Every endpoint uses the same bearer authentication context:
Authorization: Bearer YOUR_API_TOKEN{
"code": "invalid_request",
"message": "The request payload is invalid.",
"requestId": "req_xxx"
}Status Codes
| Status | Meaning | Typical action |
|---|---|---|
400 | Invalid request body, path parameter, query parameter, or media URL | Fix the request before retrying |
401 | Missing, malformed, revoked, or disabled API token | Stop retries and refresh credentials |
402 | Insufficient credits, API quota, or provider allocation | Stop the batch and show billing state |
404 | Resource id is unknown for the authenticated account | Refresh local records |
409 | Resource is in a state that conflicts with the operation | Wait or remove dependencies |
422 | Media was accepted but cannot be processed | Ask for different input media |
429 | Rate limit exceeded | Retry with exponential backoff |
500 | Server error | Retry a small number of times and log requestId |
Request Logging
Log the endpoint, HTTP method, status, code, requestId, and your own internal job id. Do not log bearer tokens, full user text, or private media URLs unless your privacy policy and support workflow explicitly allow it.

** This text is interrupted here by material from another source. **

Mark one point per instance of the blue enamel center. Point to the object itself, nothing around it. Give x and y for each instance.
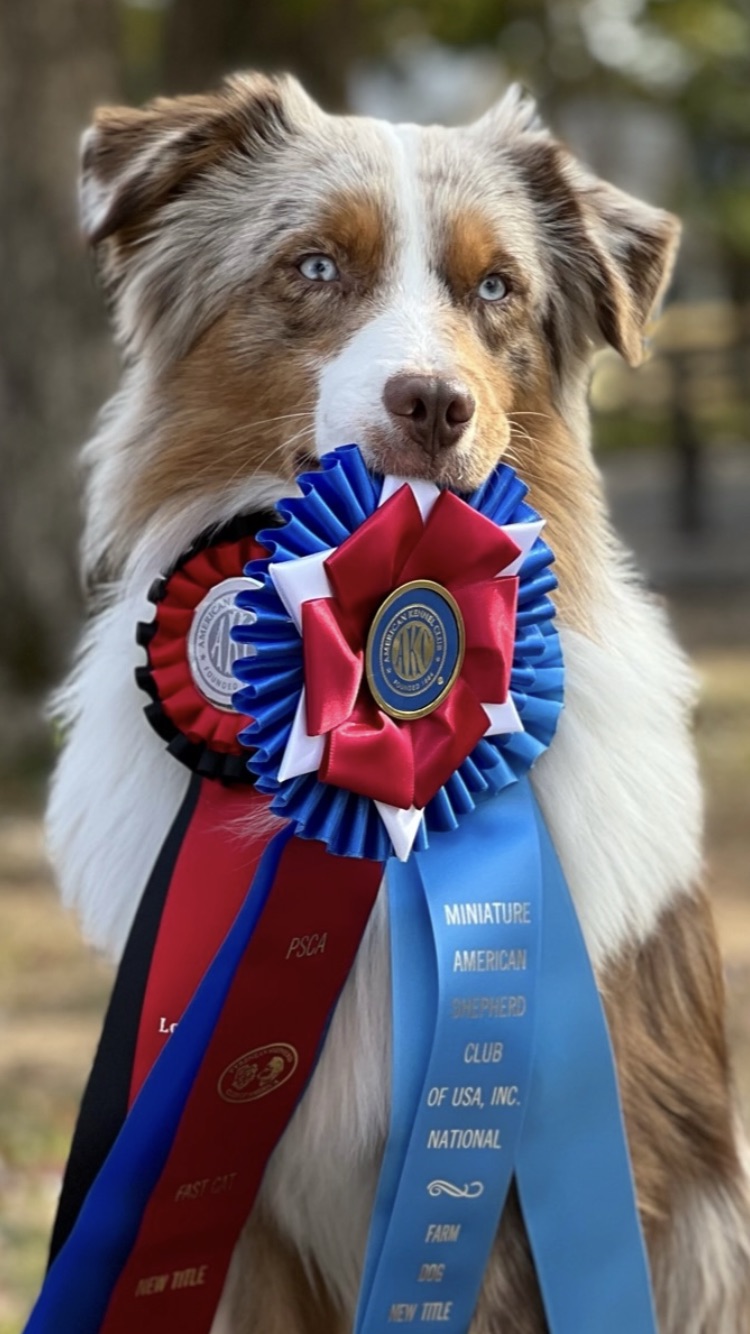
(414, 650)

For async endpoints, include both the API task id and your internal database id in logs. That makes it possible to reconcile retries without creating duplicate work.
Billing And Credits
Not every error has the same billing meaning. Validation failures normally happen before media work starts. Processing failures may happen after a task was accepted. For user-facing billing questions, compare the task status with a fresh Profile read instead of inferring cost from HTTP status alone.
Retry Policy
Retry 429 and some 500 responses with backoff. Do not blindly retry 400, 401, or 402; those require request, credential, or billing changes. For create endpoints, persist the returned id before retrying any follow-up operation.